|
Disclaimer: Going off memory of the presentations myself, not at all an expert, etc. Ivan Goddard's descriptions of the branch predictor sounds quite simple that I can remember; The predictor itself is completely detached from the compiler, outside of the instruction layout falling into EBBs. A point that (I think is on the Mill forum somewhere) they've said about the prediction algorithim itself, is that they're doing simulations with nearly the simplest known prediction algorithm, and getting something like 90% success rates from that compared to the 98% the state-of-the-art sees. The difference is entirely in what data is carried by the prediction. (I believe this is in the forum thread on Switch statements, referenced in this video) What the predictor stores and delivers as output is the logical equivalent to an instruction pointer, and where in the EBB they exit, instead of a boolean (or an entire exit table). Which is more state, but not replacing the entire state of the processor. And, as explained in this presentation, the impact of having (effectively) an instruction pointer from the branch predictor is you know what to prefetch from memory. And that pointer, being associated with some other EBB that the predictor might know about, is also enough to ask the predictor for the next prediction, get a second prefetch, and so on. That also has implications to a point Goddard made in this presentation, in that some entire Switch statements have only one "EBB" (although that's loose terminology itself), and thus only one prediction associated with it. The prediction is to where the block will exit, not whether any specific prediction will succeed, thus there is no case where the processor will stall multiple times before finding the correct control flow. It can only fail once before it determines the correct exit to the block (in general, at least...) Which is I believe how they are expecting good results, rather than anything peculiar about how they determine the prediction from history. |
Let's assume that Mill can produce a prefetch chain though that can load additional code segments beyond the initial branch target. Does this really benefit the processor? I don't understand how a static prediction of where I will branch to next after an initial branch target is even useful. If I have already branched to that location before the code will be sitting in the L1 cache waiting for me, if it isn't, well, how does the branch predictor know more about the behavior of my program than the L1 cache?

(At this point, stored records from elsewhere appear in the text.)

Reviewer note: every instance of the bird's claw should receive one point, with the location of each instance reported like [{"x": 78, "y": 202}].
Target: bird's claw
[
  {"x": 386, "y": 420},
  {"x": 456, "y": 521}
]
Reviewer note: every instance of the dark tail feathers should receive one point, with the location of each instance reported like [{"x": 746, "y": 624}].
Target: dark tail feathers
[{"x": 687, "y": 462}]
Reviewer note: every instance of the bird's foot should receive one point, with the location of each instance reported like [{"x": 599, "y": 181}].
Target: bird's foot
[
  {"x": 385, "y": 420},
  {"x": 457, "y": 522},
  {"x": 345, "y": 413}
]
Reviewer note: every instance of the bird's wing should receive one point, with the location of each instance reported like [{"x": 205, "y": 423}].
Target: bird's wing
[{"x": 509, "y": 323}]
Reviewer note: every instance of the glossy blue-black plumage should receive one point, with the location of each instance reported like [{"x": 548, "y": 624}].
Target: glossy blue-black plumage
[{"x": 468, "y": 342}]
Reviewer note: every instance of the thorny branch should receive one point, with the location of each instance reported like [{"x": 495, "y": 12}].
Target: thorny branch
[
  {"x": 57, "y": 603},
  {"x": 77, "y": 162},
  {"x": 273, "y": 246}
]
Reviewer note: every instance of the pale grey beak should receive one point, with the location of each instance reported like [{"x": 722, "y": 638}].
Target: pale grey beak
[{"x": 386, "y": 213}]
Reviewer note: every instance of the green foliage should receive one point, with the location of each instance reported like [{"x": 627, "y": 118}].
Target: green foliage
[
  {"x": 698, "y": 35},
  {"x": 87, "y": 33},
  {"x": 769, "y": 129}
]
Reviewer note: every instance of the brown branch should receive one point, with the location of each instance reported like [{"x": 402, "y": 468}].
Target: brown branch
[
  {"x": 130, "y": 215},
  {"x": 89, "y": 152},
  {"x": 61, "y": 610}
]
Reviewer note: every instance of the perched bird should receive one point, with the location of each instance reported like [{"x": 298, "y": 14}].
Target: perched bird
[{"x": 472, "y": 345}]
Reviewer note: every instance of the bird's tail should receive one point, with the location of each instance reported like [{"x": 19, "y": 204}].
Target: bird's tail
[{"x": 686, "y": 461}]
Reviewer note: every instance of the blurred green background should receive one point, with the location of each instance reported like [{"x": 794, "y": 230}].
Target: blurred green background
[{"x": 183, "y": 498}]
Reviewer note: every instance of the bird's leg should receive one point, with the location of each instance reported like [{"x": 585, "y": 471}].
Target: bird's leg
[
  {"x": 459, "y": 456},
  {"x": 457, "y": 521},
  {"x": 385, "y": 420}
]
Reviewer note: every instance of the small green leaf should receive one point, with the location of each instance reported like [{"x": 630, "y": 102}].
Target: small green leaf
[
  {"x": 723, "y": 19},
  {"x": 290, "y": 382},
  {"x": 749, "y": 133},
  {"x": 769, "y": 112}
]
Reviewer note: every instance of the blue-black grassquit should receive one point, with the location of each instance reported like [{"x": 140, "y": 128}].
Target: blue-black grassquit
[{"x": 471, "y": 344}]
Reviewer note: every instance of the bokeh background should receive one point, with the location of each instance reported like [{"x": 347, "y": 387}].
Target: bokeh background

To put it another way: if the instruction set doesn't fit in the L1 cache is there some predictable way that I can load and unload the cache just based on a given branch target( that in turn implies other branch targets will be loaded next with a total instruction set larger than the cache). I don't really think there is any possible way to predict the behavior of an entire program like this. Larger instruction segments and more branch targets imply more complex programs that are correspondingly harder to predict so I'm always better off just relying on the instruction cache.
Assuming Mill tries to load entire chains of instructions into the cache based on a simple static target I would be much better off just disabling this and relying on the instruction cache in almost all cases therefore.